This week, states submit their final plans to the Department of Education about how they’ll measure student success based on rules set in the Every Student Succeeds Act, or ESSA. The measurements provide data that affect major issues like school funding and allocating other resources. Today, a panel discussed how states have developed plans that address some of the unique barriers facing students of color and English learners.
View the video of the panel discussion below:
One of the major victories when ESSA passed in 2015 included federal regulations that states would have to measure the success of English learners, students of color, students with disabilities, and other historically overlooked groups. Congress later weakened those regulations, giving states more flexibility in choosing how to measure schoolwide success, meaning those students could be overlooked again.

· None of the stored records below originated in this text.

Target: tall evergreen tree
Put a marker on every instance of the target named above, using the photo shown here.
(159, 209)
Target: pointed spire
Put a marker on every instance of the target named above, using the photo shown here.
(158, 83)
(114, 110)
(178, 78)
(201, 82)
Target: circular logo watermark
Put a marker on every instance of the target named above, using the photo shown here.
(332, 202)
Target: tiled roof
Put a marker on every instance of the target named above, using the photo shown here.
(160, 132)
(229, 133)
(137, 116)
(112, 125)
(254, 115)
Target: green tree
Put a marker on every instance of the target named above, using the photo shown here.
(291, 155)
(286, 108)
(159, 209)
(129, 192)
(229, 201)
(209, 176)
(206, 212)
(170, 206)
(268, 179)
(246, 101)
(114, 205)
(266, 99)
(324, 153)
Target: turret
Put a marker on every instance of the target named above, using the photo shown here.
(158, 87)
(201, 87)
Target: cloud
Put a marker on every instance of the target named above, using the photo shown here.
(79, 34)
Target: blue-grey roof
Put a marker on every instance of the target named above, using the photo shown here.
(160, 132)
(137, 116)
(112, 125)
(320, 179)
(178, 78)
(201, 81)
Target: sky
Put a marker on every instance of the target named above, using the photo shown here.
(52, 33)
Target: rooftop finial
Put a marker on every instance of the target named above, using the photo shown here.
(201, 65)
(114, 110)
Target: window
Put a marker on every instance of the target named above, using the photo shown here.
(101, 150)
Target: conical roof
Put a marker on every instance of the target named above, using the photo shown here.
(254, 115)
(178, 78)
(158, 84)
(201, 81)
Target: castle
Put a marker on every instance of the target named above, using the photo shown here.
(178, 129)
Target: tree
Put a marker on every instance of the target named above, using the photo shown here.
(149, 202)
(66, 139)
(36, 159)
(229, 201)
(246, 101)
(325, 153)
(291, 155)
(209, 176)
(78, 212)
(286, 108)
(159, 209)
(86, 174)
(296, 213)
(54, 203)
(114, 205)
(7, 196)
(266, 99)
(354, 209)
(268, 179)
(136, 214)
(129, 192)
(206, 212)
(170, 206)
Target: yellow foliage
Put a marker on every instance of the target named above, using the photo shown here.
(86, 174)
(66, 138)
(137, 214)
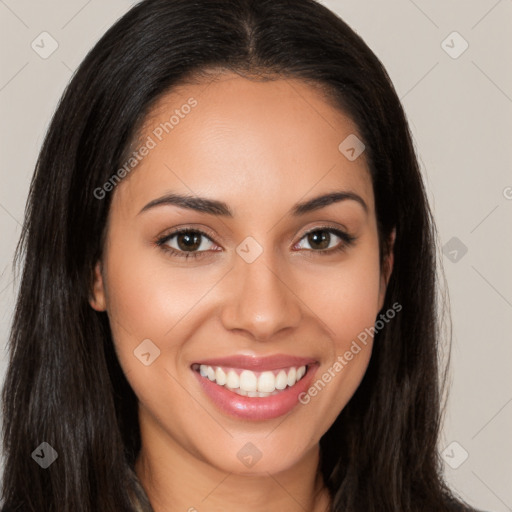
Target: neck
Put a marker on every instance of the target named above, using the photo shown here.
(177, 480)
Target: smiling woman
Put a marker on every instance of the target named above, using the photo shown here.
(228, 297)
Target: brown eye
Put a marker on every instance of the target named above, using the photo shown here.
(319, 239)
(188, 241)
(323, 240)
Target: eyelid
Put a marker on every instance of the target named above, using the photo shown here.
(347, 239)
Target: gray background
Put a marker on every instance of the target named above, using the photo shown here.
(460, 111)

‘Can’t change what you don’t measure’
Despite a federal plan to measure the success of underrepresented students, some states didn’t include those measurements when developing their own plans, or lumped all of those diverse groups into a single set, called a supersubgroup.
“You can’t change what you don’t measure,” said Susie Saavedra, Senior Director of Policy and Legislative Affairs for the National Urban League. When states don’t pay specific attention to how Black and Latino students achieve, there’s no way for the schools to know what issues the students face and no way to address those issues with any kind of strategy.
And while some states are including measurements for how well English learners are doing, many of them aren’t sure what to do with the information. “You see a lot of TBDs” in the plans, said Lorén Trull, UnidosUS Senior Education Policy Advisor.
Trull identified a few weak points that are trending across states, including measurement systems that aren’t accessible for parents, and inconsistent definitions of an “underperforming” student.
What success looks like on the ground
“We can talk about policy all we want to, but it doesn’t mean anything if it doesn’t lead to change,” said Alexandra Hernandez, a school principal from Brooklyn, New York. She added that policy is often nebulous for practitioners, a barrier addressed by the National Institute for Latino School Leaders (NILSL). Hernandez is a former fellow of the institute.
“As a high school principal, success is about graduation and attendance. Those are the indicators I look at every day,” she added.